Mother of one of 28 Gaza babies moved to Egypt recounts her ordeal
CAIRO/GAZA — Born prematurely in Gaza just before war broke out, the baby girl was treated at Al Shifa Hospital as it gradually collapsed, separated from her displaced family, then evacuated to Egypt on Monday along with her mother and 27 other Palestinian newborns.
Lobna al-Saik, the baby’s mother, was one of a few parents accompanying some of the 28 infants as they were taken in a convoy of ambulances from a hospital in southern Gaza, through the Rafah border crossing, into Egypt to receive treatment.
“They are innocent children, premature babies,” an exhausted al-Saik said in a video interview provided by the Egyptian government. “My message to the world is ‘enough’.”
Egyptian television footage showed medical staff at Rafah carefully picking up tiny babies from inside Palestinian ambulances and placing them in mobile incubators, which were then wheeled across a car park towards Egyptian ambulances.
The babies, from a total of 31 moved on Sunday from the besieged Al Shifa Hospital in Gaza City to a maternity hospital in Rafah, wore only nappies and tiny green hats. They were taken to Egyptian hospitals.
“Of those 31, 11 or 12 are critically ill, all the others seriously ill,” said Dr. Rick Brennan of the World Health Organization (WHO), in an interview with Reuters in Cairo.
“Each of them has serious infections and quite a few of them have a low body temperature and so they really do need detailed specialist care,” he said.
WHO Director-General Tedros Adhanom Ghebreyesus said 12 of the babies had been flown to Cairo.
The newborns have captured global attention since images emerged eight days ago of them lying side by side on beds at Al Shifa Hospital after their incubators were switched off for lack of power amid Israel’s military assault on Gaza City.
When doctors at Al Shifa raised the alarm about them, there were 39 babies.
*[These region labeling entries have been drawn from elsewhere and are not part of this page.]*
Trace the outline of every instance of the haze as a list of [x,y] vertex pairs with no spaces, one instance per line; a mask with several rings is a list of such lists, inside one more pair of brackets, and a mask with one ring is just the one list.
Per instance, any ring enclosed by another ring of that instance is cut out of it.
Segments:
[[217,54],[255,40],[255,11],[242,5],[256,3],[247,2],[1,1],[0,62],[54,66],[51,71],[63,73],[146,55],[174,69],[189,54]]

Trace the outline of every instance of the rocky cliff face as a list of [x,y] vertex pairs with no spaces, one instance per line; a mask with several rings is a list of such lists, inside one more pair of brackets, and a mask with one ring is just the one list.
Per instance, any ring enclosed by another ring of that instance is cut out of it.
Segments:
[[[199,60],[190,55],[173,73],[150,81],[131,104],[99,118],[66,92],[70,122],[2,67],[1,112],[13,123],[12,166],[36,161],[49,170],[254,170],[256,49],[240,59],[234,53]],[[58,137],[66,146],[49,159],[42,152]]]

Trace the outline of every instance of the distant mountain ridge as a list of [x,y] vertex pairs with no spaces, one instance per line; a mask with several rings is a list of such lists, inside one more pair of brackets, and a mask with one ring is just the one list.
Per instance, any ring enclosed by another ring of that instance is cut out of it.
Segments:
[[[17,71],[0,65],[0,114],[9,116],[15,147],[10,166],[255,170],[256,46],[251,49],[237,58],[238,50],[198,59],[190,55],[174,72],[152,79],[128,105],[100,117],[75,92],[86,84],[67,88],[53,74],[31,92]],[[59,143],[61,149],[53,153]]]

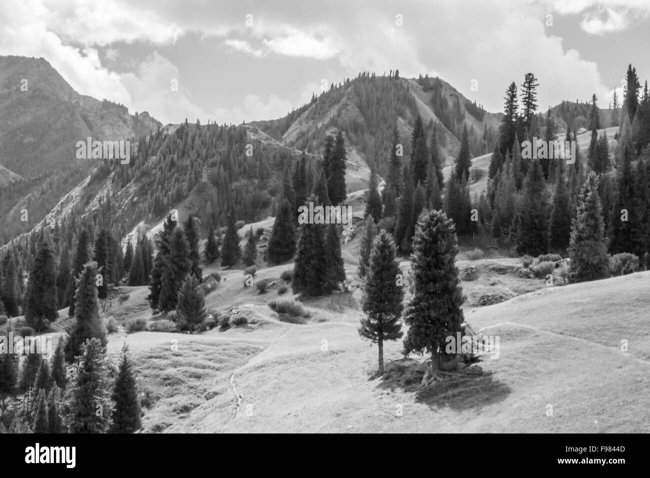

Since then, eight have died.
The story of Ms. al-Saik and her unnamed daughter provided some of the first personal details to emerge about the infants.
Ms. Al-Saik said just before the war started her baby had been receiving oxygen at Al Shifa because of breathing difficulties after her premature birth.
The family left their home on the third day of the war to escape Israeli bombardment. Like hundreds of thousands of others, al-Saik moved to the south of the Gaza Strip with her three other children, while the baby girl stayed at Al Shifa.
FAMILY TORN APART
With shortages of electricity, water, medicines and other basics, conditions at Al Shifa deteriorated and the baby lost weight and got sick.
“There was no milk and she kept getting worse, she was back to zero, to living on oxygen again,” said al-Saik.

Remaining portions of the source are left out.